Brings Landmark Suit Over Alleged Misrepresentations

SEC Brings Landmark Suit Over Alleged Misrepresentations in ESG-Related Documents

This Alert discusses the recent enforcement action brought by the SEC against Vale S.A. arising out of alleged misrepresentations in its sustainability reports and other ESG-related disclosures.

The U.S. Securities and Exchange Commission's ("SEC") Climate and ESG Task Force has filed one of its most significant enforcement matters to date. On April 28, 2022, the SEC brought an action in the U.S. District Court for the Eastern District of New York against Vale S.A. ("Vale"), a global mining company. The SEC alleges violations of the federal securities laws arising out of false and misleading statements in connection with the safety and stability of dams built to hold toxic waste produced in mining operations. Vale is litigating the matter.

In January 2019, Vale's Brumadinho dam in Brazil collapsed and released nearly 12 million cubic tons of toxic waste, causing one of the most catastrophic mining disasters in history. The collapse killed 270 people and poisoned a nearby river. In the days following the collapse, Vale suffered significant financial distress—its market capitalization declined by more than $4 billion and its American Depositary Shares lost more than 25% of their value.

The SEC alleges that Vale manipulated dam safety audits, obtained numerous fraudulent stability certificates, and regularly misled local governments, communities, and investors about the safety of the Brumadinho dam through its ESG disclosures.

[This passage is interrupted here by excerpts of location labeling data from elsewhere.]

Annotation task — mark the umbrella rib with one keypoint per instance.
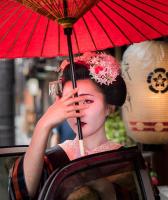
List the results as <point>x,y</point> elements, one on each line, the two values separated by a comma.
<point>102,28</point>
<point>11,27</point>
<point>146,13</point>
<point>59,47</point>
<point>31,35</point>
<point>17,36</point>
<point>126,21</point>
<point>123,33</point>
<point>137,18</point>
<point>164,4</point>
<point>9,17</point>
<point>44,39</point>
<point>4,6</point>
<point>77,44</point>
<point>154,7</point>
<point>89,33</point>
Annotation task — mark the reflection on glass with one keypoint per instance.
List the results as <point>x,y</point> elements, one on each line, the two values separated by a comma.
<point>5,165</point>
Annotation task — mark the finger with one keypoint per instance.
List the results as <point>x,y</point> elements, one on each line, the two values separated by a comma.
<point>75,114</point>
<point>77,107</point>
<point>70,94</point>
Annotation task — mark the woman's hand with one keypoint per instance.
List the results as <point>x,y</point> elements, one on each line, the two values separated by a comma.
<point>63,108</point>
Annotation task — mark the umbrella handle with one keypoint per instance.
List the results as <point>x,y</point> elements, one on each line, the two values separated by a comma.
<point>68,33</point>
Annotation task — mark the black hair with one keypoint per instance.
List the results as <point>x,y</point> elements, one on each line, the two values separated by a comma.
<point>115,93</point>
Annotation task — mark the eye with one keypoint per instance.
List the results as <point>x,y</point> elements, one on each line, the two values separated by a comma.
<point>88,101</point>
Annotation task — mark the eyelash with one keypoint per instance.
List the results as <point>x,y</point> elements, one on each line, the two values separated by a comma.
<point>87,101</point>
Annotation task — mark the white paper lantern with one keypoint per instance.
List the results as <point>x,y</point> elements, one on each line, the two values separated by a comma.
<point>145,112</point>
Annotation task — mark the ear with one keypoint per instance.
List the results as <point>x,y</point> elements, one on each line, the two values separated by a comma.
<point>110,109</point>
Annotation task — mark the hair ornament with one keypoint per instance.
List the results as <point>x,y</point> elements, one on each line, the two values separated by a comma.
<point>103,68</point>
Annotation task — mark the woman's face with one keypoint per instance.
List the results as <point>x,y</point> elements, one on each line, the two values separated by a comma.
<point>95,115</point>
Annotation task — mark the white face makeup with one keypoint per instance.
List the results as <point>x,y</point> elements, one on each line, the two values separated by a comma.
<point>95,115</point>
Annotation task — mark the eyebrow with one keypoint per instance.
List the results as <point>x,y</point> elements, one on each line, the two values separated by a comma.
<point>85,94</point>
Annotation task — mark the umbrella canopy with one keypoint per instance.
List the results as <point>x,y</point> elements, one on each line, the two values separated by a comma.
<point>25,33</point>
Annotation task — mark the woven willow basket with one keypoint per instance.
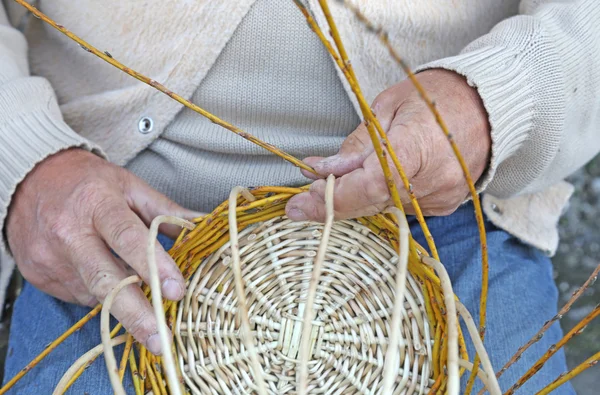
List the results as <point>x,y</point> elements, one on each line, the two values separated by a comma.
<point>274,306</point>
<point>354,304</point>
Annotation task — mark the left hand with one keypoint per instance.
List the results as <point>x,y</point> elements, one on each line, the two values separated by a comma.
<point>422,149</point>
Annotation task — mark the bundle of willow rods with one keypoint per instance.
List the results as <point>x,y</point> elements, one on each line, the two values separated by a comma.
<point>274,306</point>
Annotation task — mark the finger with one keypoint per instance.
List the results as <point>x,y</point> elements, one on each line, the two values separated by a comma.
<point>148,203</point>
<point>100,273</point>
<point>312,161</point>
<point>127,235</point>
<point>359,193</point>
<point>355,149</point>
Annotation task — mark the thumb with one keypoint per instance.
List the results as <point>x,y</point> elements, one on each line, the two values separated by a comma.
<point>355,149</point>
<point>148,204</point>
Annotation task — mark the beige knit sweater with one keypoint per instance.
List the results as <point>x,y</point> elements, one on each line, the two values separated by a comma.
<point>535,63</point>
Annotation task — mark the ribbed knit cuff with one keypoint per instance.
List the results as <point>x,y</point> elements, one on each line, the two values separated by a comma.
<point>502,86</point>
<point>31,129</point>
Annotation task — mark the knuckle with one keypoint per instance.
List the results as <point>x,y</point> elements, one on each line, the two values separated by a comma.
<point>125,234</point>
<point>88,194</point>
<point>139,324</point>
<point>61,228</point>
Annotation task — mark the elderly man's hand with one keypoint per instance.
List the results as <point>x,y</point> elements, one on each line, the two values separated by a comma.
<point>66,215</point>
<point>422,149</point>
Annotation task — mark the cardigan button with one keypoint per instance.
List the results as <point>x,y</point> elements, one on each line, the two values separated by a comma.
<point>145,125</point>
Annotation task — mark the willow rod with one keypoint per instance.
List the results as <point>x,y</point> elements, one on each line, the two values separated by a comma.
<point>160,87</point>
<point>383,37</point>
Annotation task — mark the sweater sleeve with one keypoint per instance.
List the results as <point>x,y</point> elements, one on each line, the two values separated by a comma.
<point>31,124</point>
<point>538,74</point>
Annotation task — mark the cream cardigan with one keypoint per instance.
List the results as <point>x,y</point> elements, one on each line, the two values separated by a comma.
<point>535,63</point>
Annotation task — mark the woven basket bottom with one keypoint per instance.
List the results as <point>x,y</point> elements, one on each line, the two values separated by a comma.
<point>353,308</point>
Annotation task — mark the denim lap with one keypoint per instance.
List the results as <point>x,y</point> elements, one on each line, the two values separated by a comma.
<point>522,296</point>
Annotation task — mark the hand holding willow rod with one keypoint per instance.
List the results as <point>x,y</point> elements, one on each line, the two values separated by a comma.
<point>66,215</point>
<point>435,175</point>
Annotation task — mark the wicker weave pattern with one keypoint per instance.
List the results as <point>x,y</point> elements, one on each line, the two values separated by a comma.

Specifically, the SEC asserts that Vale engaged in a pattern of deceptive acts and practices between 2016 and 2019 when it caused its sustainability reports, periodic filings, and other ESG disclosures to be materially false and misleading by downplaying the risk of catastrophic financial consequences should any of its high-risk dams collapse.

Important Takeaways

The complaint demonstrates that the SEC is willing to target statements included in sustainability reports, in addition to traditional periodic filings, as a basis for enforcement actions alleging fraudulent misstatements and omissions. We expect the SEC to use this approach more regularly in the future, and companies should consider taking additional measures to perform an audit of their ESG-related statements and disclosures to ensure the accuracy and verifiability of such statements made in these reports, on their websites, and in connection with their representations regarding products in marketing materials and to regulators.

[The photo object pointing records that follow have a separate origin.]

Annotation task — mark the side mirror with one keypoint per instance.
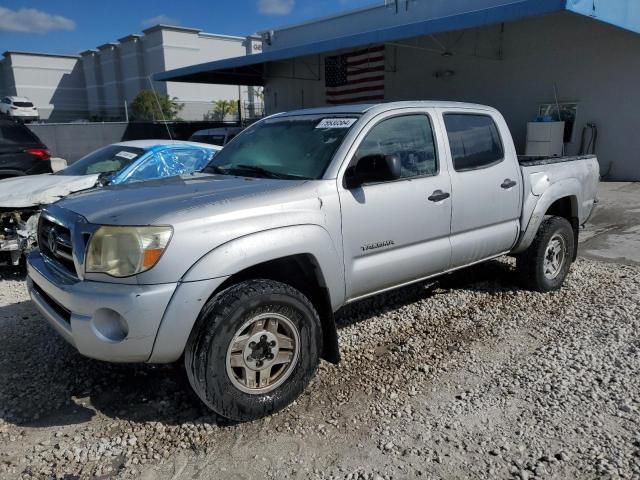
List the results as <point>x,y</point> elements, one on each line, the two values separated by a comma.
<point>373,169</point>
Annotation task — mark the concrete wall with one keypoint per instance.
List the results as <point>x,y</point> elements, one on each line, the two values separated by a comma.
<point>97,83</point>
<point>591,63</point>
<point>73,141</point>
<point>54,83</point>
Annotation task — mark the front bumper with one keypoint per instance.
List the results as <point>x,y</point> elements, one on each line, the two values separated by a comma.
<point>106,321</point>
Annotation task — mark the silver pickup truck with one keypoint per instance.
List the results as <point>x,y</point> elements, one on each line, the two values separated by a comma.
<point>238,270</point>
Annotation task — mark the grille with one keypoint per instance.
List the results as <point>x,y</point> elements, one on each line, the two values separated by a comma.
<point>55,243</point>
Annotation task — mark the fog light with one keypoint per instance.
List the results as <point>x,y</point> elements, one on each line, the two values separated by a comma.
<point>110,325</point>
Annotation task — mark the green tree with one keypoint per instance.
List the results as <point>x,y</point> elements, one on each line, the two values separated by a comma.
<point>147,107</point>
<point>222,108</point>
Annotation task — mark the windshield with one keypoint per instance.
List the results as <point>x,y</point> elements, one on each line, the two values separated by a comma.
<point>294,147</point>
<point>106,161</point>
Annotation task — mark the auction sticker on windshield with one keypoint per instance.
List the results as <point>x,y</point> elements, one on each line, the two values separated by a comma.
<point>336,122</point>
<point>127,155</point>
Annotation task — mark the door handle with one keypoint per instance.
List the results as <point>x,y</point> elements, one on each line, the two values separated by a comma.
<point>439,196</point>
<point>508,183</point>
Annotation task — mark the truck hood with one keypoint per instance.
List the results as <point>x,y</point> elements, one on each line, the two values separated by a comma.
<point>167,200</point>
<point>37,190</point>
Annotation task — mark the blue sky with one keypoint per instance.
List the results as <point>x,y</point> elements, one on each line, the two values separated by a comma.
<point>71,26</point>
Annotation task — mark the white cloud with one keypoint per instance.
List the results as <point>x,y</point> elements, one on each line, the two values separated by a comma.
<point>31,20</point>
<point>160,19</point>
<point>275,7</point>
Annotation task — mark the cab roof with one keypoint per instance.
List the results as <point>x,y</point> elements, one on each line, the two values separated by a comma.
<point>360,109</point>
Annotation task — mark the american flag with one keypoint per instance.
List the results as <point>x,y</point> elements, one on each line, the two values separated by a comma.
<point>355,77</point>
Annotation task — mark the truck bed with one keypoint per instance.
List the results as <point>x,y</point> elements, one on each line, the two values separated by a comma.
<point>526,161</point>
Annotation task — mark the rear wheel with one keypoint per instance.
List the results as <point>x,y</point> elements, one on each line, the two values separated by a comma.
<point>254,349</point>
<point>545,264</point>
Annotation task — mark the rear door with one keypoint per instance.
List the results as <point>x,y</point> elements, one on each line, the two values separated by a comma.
<point>15,139</point>
<point>486,180</point>
<point>392,232</point>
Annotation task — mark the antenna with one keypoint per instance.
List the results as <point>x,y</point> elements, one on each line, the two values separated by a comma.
<point>155,95</point>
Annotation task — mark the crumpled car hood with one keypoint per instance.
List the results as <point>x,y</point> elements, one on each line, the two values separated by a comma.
<point>169,199</point>
<point>36,190</point>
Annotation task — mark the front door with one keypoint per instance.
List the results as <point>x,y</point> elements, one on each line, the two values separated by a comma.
<point>397,231</point>
<point>486,180</point>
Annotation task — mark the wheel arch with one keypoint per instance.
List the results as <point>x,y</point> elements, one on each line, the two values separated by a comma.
<point>562,200</point>
<point>303,256</point>
<point>302,272</point>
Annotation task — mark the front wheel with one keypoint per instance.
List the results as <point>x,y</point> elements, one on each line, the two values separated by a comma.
<point>544,266</point>
<point>255,347</point>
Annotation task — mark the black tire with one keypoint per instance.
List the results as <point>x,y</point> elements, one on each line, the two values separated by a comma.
<point>219,323</point>
<point>531,263</point>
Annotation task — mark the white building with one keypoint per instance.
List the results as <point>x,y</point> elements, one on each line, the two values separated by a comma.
<point>516,55</point>
<point>99,83</point>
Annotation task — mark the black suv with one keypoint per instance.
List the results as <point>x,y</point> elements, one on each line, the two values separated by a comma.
<point>21,151</point>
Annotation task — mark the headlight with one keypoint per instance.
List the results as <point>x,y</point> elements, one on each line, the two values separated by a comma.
<point>126,251</point>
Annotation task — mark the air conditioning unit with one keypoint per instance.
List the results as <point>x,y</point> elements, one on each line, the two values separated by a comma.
<point>545,139</point>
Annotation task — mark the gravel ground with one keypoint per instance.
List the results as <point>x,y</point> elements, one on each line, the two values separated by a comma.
<point>465,377</point>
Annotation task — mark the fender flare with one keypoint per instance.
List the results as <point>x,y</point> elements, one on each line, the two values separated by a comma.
<point>266,245</point>
<point>564,188</point>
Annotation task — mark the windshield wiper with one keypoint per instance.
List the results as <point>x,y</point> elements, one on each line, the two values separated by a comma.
<point>260,171</point>
<point>215,169</point>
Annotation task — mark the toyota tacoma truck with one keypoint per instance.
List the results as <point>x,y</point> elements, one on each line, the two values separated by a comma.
<point>238,270</point>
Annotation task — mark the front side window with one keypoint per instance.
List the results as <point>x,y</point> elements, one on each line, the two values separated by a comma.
<point>474,141</point>
<point>16,134</point>
<point>410,138</point>
<point>287,147</point>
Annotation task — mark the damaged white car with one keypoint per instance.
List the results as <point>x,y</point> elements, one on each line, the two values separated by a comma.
<point>21,198</point>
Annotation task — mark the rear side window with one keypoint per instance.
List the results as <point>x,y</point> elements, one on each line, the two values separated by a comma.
<point>474,141</point>
<point>16,134</point>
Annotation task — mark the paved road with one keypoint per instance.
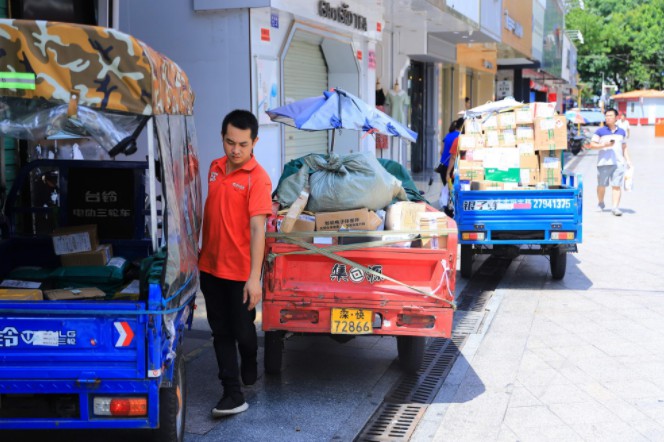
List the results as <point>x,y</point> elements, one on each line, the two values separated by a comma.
<point>579,359</point>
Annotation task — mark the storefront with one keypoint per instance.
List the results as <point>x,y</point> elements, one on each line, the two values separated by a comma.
<point>261,57</point>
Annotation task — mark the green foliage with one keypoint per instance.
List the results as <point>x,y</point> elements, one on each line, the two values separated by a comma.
<point>623,40</point>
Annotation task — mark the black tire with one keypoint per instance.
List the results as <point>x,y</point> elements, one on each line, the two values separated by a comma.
<point>411,352</point>
<point>466,261</point>
<point>558,260</point>
<point>274,348</point>
<point>173,405</point>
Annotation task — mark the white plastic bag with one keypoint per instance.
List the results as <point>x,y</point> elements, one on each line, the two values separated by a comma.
<point>444,198</point>
<point>628,180</point>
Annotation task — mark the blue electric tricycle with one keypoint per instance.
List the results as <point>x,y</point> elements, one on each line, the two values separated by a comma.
<point>105,137</point>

The SEC's allegations characterize environmental standards, in particular dam safety audits, as "internal controls." Though the SEC did not bring an independent internal controls claim on this basis, it has clearly signaled its view that violation of environmental standards referenced in internal certifications may constitute internal controls violations.

Given the Division of Enforcement's ongoing focus on ESG, we expect engagement on environmental issues is likely to result in an uptick in companies engaging third-party "environmental auditors" to prepare to defend against these types of allegations. The focus of the SEC's complaint on environmental standards effectively ensures that litigation of the SEC's fraud claims will turn on a significant battle of environmental experts.